# Banana Agent Project
---

This notebook is for training an agent using a deep Q network algorithm to solve the first project of the [Deep Reinforcement Learning Nanodegree](https://www.udacity.com/course/deep-reinforcement-learning-nanodegree--nd893).

### 1. Setting up the Environment
----

Firstly we will set up the Unity banana collection environment. Please make sure you are running a Python 3.6 kernel for this notebook. 


In [None]:
import sys
if not (sys.version_info[0] == 3 and sys.version_info[1] == 6):
    raise Exception("This notebook must be run with Python 3.6 to allow unityagents package to work correctly.")

from unityagents import UnityEnvironment
from dqn_banana_agent import DQNAgent, train_agent, load_agent, test_agent, criterion_check

import numpy as np
%matplotlib inline
import matplotlib.pyplot as plt
import pandas as pd

To load the environment please download the correct Unity environment for your OS using the following links. 

- Linux: [click here](https://s3-us-west-1.amazonaws.com/udacity-drlnd/P1/Banana/Banana_Linux.zip)
- Linux (Headless): [click here](https://s3-us-west-1.amazonaws.com/udacity-drlnd/P1/Banana/Banana_Linux_NoVis.zip)
- Mac OSX: [click here](https://s3-us-west-1.amazonaws.com/udacity-drlnd/P1/Banana/Banana.app.zip)
- Windows (32-bit): [click here](https://s3-us-west-1.amazonaws.com/udacity-drlnd/P1/Banana/Banana_Windows_x86.zip)
- Windows (64-bit): [click here](https://s3-us-west-1.amazonaws.com/udacity-drlnd/P1/Banana/Banana_Windows_x86_64.zip)

Once downloaded change the `path` variable to match the location of the environment that you downloaded.

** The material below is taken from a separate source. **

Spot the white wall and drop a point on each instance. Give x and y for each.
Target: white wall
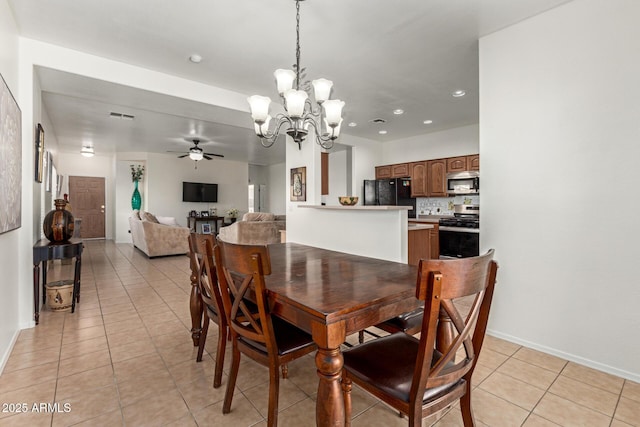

<strong>Note: only run the following cell once. If the Unity environment has been closed or crashed please restart the kernel. <strong/>
    

In [None]:
path = "Banana.app"
env = UnityEnvironment(file_name=path)

### 2. Training Model
-----

In this section you are able to train a model from scratch using different hyperparameters and neural architectures.


In [None]:
# Collecting parameter infomation from the Unity environment
brain_name = env.brain_names[0]
env_info = env.reset(train_mode=True)[brain_name]
brain = env.brains[brain_name]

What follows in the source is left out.